We obtained 18 pairs of fresh ccRCC and non-cancerous tissue samples from patients who had undergone surgery in Meizhou People’s Hospital (Huangtang Hospital) from January 2020 to January 2021. The Ethics Committee of the Meizhou People’s Hospital (Huangtang Hospital) approved the study and the patients with ccRCC involved in the study signed informed consents. We verified the expression levels of hub genes via qRT-PCR. Briefly, total RNA was extracted with Trizol reagent (Invitrogen, Carlsbad, CA, USA) and cDNA was synthesized using the PrimeScript RT Reagent Kit (TaKaRa, Shiga, Japan) according to the manufacturer’s instructions. qRT-PCR was performed on an Applied Biosystems 7500 Real-Time PCR Systems (Thermo Fisher Scientific Inc.) using SYBR GreenER Supermix (Invitrogen). We used the following PCR conditions: an initial melting step at 95°C for 1 min followed by 35 cycles at 95°C for 90 s, 60°C for 30 s, 72°C for 30 s, and a final extension at 72°C for 10 min. The target gene expressions were normalized to that of the β-actin gene and the relative expressions were analyzed using the 2−ΔΔCt method.
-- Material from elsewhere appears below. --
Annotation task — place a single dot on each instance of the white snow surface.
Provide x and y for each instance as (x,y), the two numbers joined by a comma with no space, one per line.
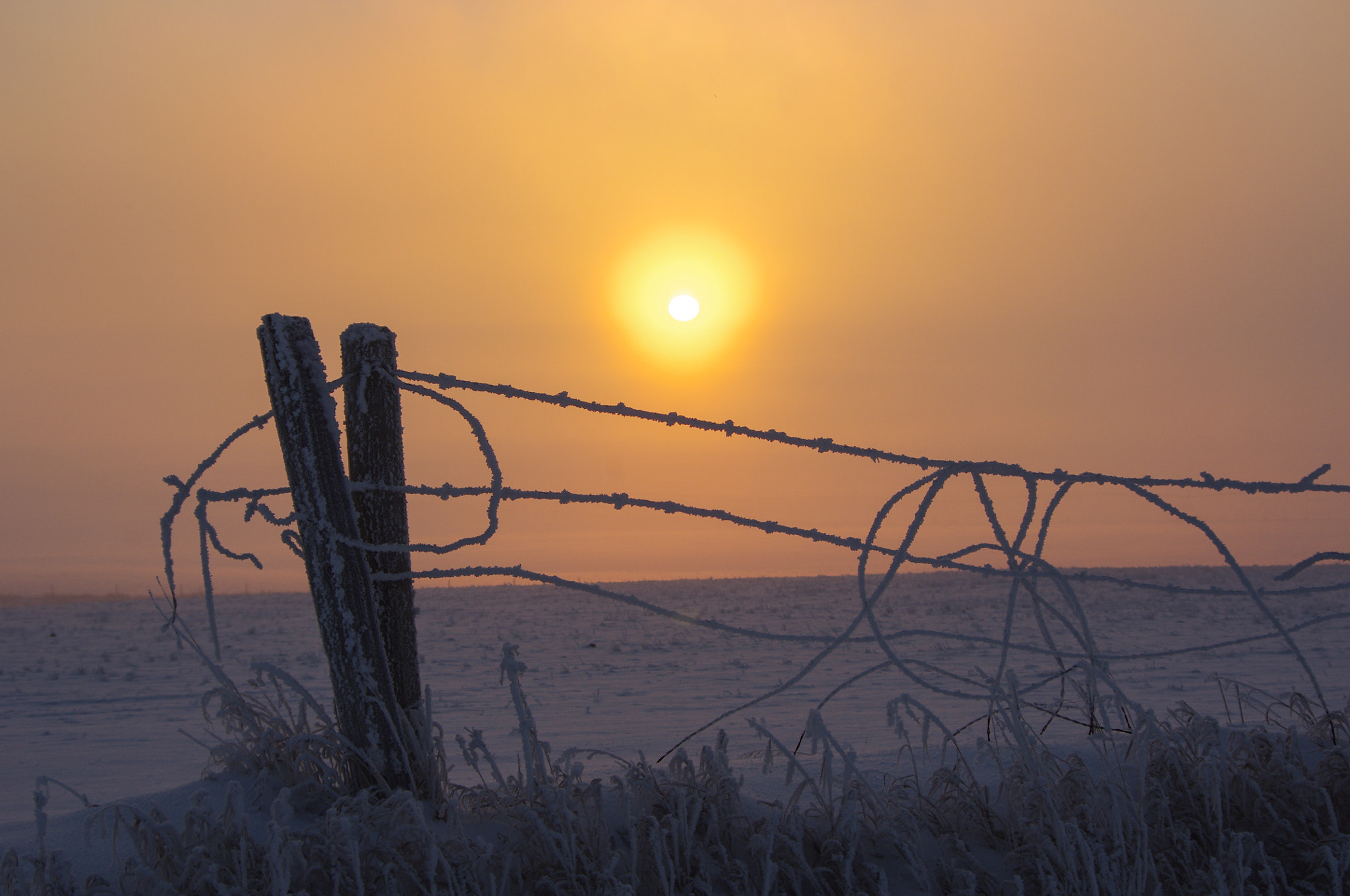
(95,694)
The primers used in this study were designed by RuiBo (Guangzhou, Guangdong, China); Table 1 lists their sequences.

Table 1 Primer Sequences Used for qRT-PCR in This Study

Results

Expression Differences of m5C RNA Methylation Rgulators Between ccRCC and Normal Samples

Considering the important biological functions of m5C RNA regulators in ccRCC tumorigenesis, we systematically compared the expression levels of 13 m5C RNA methylation regulators between tumor and normal tissues using TCGA data. The expression levels of most m5C RNA methylation regulators (NOP2, NSUN2, NSUN5, NSUN6, DNMT1, DNMT3A, DNMT3B, and ALYREF) were significantly higher in tumors than in healthy control samples (P < 0.05) (Figure 1A and B). The expression levels of NSUN3, NSUN4, NSUN7, and TET2 in cancerous tissues were significantly down-regulated (P < 0.05), and we found similar expression levels of TRDMT1 in both sample types.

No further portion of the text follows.